By applying these procedures, several sets of NK-sensitive and resistant clones of human carcinoma cells have been isolated from the ATCC cell lines, e.g., SW-480 (colon), MDA-MB-231 (breast), PC-3 (prostate), and others, designating each with a suffix -NKS or -NKR, respectively. They are maintained in vitro and in vivo cell lines. Immunochemical analyses of NKS human tumor cells showed markedly elevated EGFR, ZAP-70, CD-54, CD-40, CD-4, and other activated T-cell associated molecules on their surface, while on NKR cells these markers are either absent or very low, implicating their role in the lymphotropic migration of tumor cells, as well as, some may be serving as the target for T-independent, innate anti-tumor immunity.

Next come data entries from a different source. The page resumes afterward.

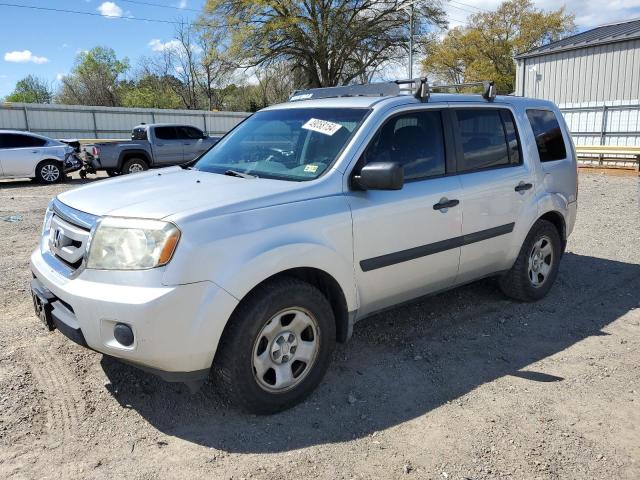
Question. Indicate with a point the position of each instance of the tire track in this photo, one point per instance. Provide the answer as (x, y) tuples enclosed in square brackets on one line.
[(62, 399)]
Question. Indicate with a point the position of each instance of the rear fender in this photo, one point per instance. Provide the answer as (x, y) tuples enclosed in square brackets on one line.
[(128, 154)]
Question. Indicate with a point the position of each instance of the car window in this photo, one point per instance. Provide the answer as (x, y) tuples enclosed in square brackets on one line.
[(483, 138), (166, 133), (190, 133), (548, 135), (296, 144), (513, 140), (415, 140), (139, 134), (14, 140)]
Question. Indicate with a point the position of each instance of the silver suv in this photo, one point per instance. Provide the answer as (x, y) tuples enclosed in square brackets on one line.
[(306, 218)]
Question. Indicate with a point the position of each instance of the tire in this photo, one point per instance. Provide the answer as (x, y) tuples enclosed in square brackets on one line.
[(134, 165), (536, 268), (259, 366), (49, 172)]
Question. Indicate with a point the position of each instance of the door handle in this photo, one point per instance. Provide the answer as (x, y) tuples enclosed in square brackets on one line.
[(521, 187), (445, 203)]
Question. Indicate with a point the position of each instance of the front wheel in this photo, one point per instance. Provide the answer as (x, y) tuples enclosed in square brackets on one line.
[(276, 348), (49, 172), (536, 267)]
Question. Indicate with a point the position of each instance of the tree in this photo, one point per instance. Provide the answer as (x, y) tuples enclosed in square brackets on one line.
[(95, 79), (31, 89), (193, 58), (484, 49), (332, 42), (150, 91)]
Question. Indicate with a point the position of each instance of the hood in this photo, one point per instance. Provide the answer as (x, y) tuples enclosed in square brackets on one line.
[(159, 193)]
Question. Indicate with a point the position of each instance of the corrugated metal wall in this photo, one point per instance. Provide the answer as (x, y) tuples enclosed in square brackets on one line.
[(596, 74), (75, 121), (597, 88)]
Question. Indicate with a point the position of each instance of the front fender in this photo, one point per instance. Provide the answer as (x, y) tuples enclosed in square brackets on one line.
[(239, 282), (239, 251)]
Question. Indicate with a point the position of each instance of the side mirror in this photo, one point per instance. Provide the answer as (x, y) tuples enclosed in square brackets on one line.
[(380, 176)]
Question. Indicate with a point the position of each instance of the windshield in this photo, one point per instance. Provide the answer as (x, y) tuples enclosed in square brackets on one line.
[(289, 144)]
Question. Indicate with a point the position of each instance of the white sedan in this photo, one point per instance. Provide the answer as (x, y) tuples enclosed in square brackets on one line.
[(25, 154)]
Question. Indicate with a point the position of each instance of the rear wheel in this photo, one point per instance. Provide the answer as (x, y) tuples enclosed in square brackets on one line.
[(134, 165), (276, 348), (49, 171), (536, 267)]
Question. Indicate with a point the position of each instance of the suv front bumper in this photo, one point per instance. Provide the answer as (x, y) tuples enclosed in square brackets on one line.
[(176, 328)]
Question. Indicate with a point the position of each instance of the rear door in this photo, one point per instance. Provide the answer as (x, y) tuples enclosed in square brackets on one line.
[(405, 245), (498, 188), (192, 141), (167, 146), (20, 153)]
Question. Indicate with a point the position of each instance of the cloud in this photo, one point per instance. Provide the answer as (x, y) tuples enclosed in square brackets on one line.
[(24, 56), (110, 9), (158, 45)]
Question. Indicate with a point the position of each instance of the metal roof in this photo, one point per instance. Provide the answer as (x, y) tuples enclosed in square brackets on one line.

A similar observation was made with the highly realistic, spontaneously metastasizing rat mammary tumor SMT-2A & TMT-081, vis-à-vis human breast cancer, developed in W/Fu rats, when xenografted in nude mice, along with the non-metastasizing control tumor MT-W9B & MT-100 (Kim, 1970, 1977, 1982, 1986). The NK sensitivity was found only in the lymphotropic tumors, and the non-metastasizing and even hematogenously metastasizing ones were NK resistant. In addition, the tumor angiogenesis seemed to be inversely correlated with lymphotropic metastatic potential (Jirtle, 1981; Yatvin, et al., 1987; Kim, et al., 1988). When the regressed, NK-sensitive, lymph node metastasizing rat mammary tumor SMT-2A cells in nude mice were revived by the anti-NK antibody, and reimplanted back into normal W/Fu rats, they promptly grew and metastasized to regional lymph nodes, as its parent tumor cells did, indicating that the process of xenograft, regression and resuscitation did not alter their original biological, biochemical or immunological properties. Thus, it is further concluded that NK-sensitivity is directly correlated with inherent lymphotropic metastatic potential and NK-resistance with the lack of such property.
When the lymphotropic/NK-sensitive rat mammary tumors grown in W/Fu rats were treated with thymectomy and Cyclosporine-A, the growth of tumor and the development of regional lymph node metastasis was markedly delayed (Kim, et al., 1984). Perhaps, bone marrow-derived NK cells and human D56brightCD16neg together with nitric oxide may be tested in the rat tumor models. We hope these studies would lead to the discovery of new T-cell suppressors and NK-stimulants for generating potent T-independent, NK-mediated innate immunity in human patients, resulting in the eradication of metastatic carcinoma cells.